Diary of a Gen Z Student: I exist in a grey area between Millennial and Gen Z — I feel a bit generationally homeless

Those of us born at the end of the 90s have the luxury of opting in or out of whatever phenomena each respective generation is associated with
Diary of a Gen Z Student: I exist in a grey area between Millennial and Gen Z — I feel a bit generationally homeless

Jordan Lynch: 'I’m glad to have experienced a time before smartphones, however fleeting it was. When I was a kid, we spent hours playing outside, burned CDs, or later sent each other ringtones on our brick phones via infrared.' Picture: iStock

1997 was an iconic year. The death of Princess Diana, the launch of Google, and, apparently, the year the first Gen Zs were born. It also happens to be the year I was born, which makes me Gen Z, too, except I’m not really sure how I feel about that.

I exist in a strange grey area between Millennials and Gen Z — I was actually surprised I was even eligible to write for this column. I certainly don’t think of myself as Gen Z. In my mind, they’re those Zoom-schooled (thanks covid), Tik-Toking youngsters who don’t know how to go to a gig without watching it through their phone screens. But the oldest Gen Zs are 29.

I think that would surprise a lot of people. We, and I say we as I’m 28, so I guess that’s me too, are almost 30. The media are gearing up to tell us to stop buying whatever the Gen Z equivalent of avocado toast is and buy a house instead, snowflake.

But Millennial doesn’t feel quite right either. Certainly, as a child and teenager, I consumed loads of Millennial culture and understood the world through that lens more than any other. But I felt sort of distanced from it too — always chasing after my big brother, copying everything he did to try to impress him, but never quite hitting the mark.

I knew the songs but didn’t quite get the references in them. I’m old enough to remember a time without social media, but it was everywhere by the time I was in secondary school. I had Bebo and MSN, but just missed out on Myspace. I have a ‘19’ in my date of birth, but I don’t actually remember the 90s.

I’m glad to have experienced a time before smartphones, however fleeting it was. When I was a kid, we spent hours playing outside, burned CDs, or later sent each other ringtones on our brick phones via infrared. That sounds so outdated now, but it was really impressive stuff back then. I don’t know if I would have had the same freedoms were I born a few years later.

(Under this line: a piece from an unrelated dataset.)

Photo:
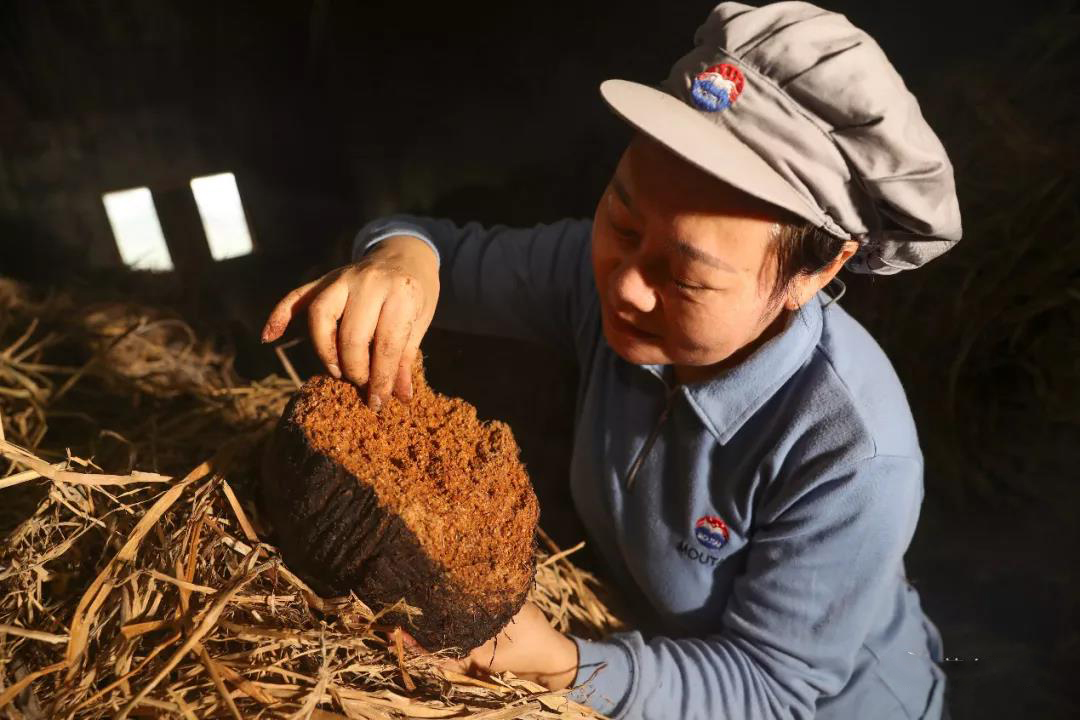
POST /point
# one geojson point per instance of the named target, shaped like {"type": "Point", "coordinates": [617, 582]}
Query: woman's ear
{"type": "Point", "coordinates": [806, 286]}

It was certainly a less complicated time. It was a golden age where we had the power of the internet, but it was a place that existed in some corner of your house, not this all-consuming thing you had to take with you everywhere.

Jordan Lynch: 'There was an innocence and an optimism about the internet then, which I think is a real hallmark of the Millennial experience that Gen Z proper missed out on.'
Jordan Lynch: 'There was an innocence and an optimism about the internet then, which I think is a real hallmark of the Millennial experience that Gen Z proper missed out on.'

When we got our first computer when I was about eight, I used it for two things: playing my CDs through Windows Media Player and watching the psychedelic graphics that accompanied the songs for hours on end, and girlsgogames.com.

There was an innocence and an optimism about the internet then, which I think is a real hallmark of the Millennial experience that Gen Z proper missed out on. Everything felt so possible, and that optimism underpins what Gen Z finds pretty cringe about Millennials.

And to be fair, I get it. In a post-covid, post-MeToo, post-Donald Trump and Epstein world, that optimism can come off as gratingly naive. I’m young enough that I find it embarrassing when I see people talking about ‘adulting’ or responding to a global tragedy by posting a quote from Harry Potter

Something that defines Gen Z is a distinct lack of optimism. None of us will ever be able to buy a house, much less retire: we’ve come of age in an increasingly scary and polarised world. 

But hey, at least nobody is doing anything about global warming and the impending collapse of the world as we know it, so it doesn’t really matter, right?

Suffice to say, I feel a bit generationally homeless, and for that I am thankful. Those of us born at the end of the 90s have the luxury of opting in or out of whatever phenomena each respective generation is associated with.

And it’s led to people my age being such a blend of both that some of my peers feel a lot older than me, and some feel a lot younger than me, which feels fun. 

Maybe you never ditched your skinny jeans when they went out of style, or maybe, like me, you don’t have TikTok, and you get your content on Instagram two weeks after everyone has already seen it. Or on the flip side, you’ve embraced the Y2K revival, even though you’ve already done it once before.

Those of us who live in the in-between don’t feel pigeon-holed into being one kind of person or another, and I think everyone could do with a dose of that.